His candidacy was generally ridiculed by a majority of the fan base and with near unanimity within the industry. Yet the hiring of St. Louis, whose rare skill as a motivator mirrors one of Messier’s greatest attributes, has for the most part been hailed as innovative. Ten years later, perhaps the perspective has changed.
The Canadiens have kilometers and kilometers to go before they sleep, as Robert Frost would have written had he been born, say, in Saskatchewan. I wonder if St. Louis has the patience to put up with the mistakes the franchise’s young players will inevitably commit. That will be an essential part of his job description. It will also be interesting to see how he reacts if and when he receives criticism and he’s evaluated on his work rather than his name.
Very few great players become great coaches. Toe Blake — the Habs’ Hall-of-Fame left wing on the famed Punch Line with Elmer Lach in the middle and Rocket Richard on the right, before winning eight Cups behind the Montreal bench — is at the top of the list. Jacques Lemaire may be next. But most fail.
Perhaps experience is not necessary. Perhaps St. Louis will thrive in this role. Maybe it is made for him. It’s an interesting move, one seemingly heavy with P.R. implications within an operation that has become a high-profile lab experiment.
So is it true, as I have been told by more than one individual, that the Devils lobbied to have Jack Hughes named to the Metro Division All-Star team rather than Jesper Bratt?
Because it sure sounds like something the organization that seems more heavily invested in social media than in building a winning operation would do.
Nils Lundkvist and Vitali Kravtsov for Dawson Mercer. Who says no? Oh, New Jersey GM Tom Fitzgerald?
So at 3:37 of the third period of the Islanders’ 6-3 victory at Vancouver on Wednesday, J.T. Miller was tripped by J-G Pageau. A delayed penalty was signaled. But while falling, Miller’s stick caught Pageau in the face, drawing blood. And because Rule 60.1 states, “Players and goalkeepers must be in control and responsible for their stick,” Miller was assessed a double-minor for high-sticking, and the Islanders wound up on the power play.
There is an exception in the high-sticking rule relating to a “normal windup or follow through of a shooting motion.” The rule should be amended to an include an exception for a player who has been fouled.
So Brad Marchand, the Bruins’ bleating heart, is whining about the six-game suspension he was assessed for punching Tristan Jarry in the side of the head before putting a stick in the mask of the Pittsburgh goaltender on Thursday. He is complaining the sentence is more about his history than this specific incident.
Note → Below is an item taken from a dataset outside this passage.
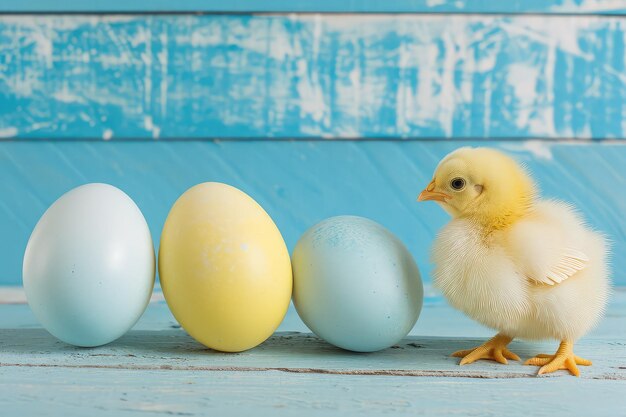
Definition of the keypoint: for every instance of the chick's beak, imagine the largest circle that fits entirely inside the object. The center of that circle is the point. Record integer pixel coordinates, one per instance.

Well, I am complaining that an individual who has now been suspended eight times in his career gets away with six games as punishment. There had been three two-game suspensions, a pair of three-game suspensions and two for five games. And now this.
The NHL’s catch-and-release program clearly has not been a deterrent for the recidivist in Boston, who seems to find glory in his act as the league’s biggest creep. The league has indulged this miscreant for years. Eight times to the hoosegow and the sentence is somehow just six games.
Of course, it is about precedent. It is only unfortunate that Brett Kavanaugh is not in charge of NHL discipline.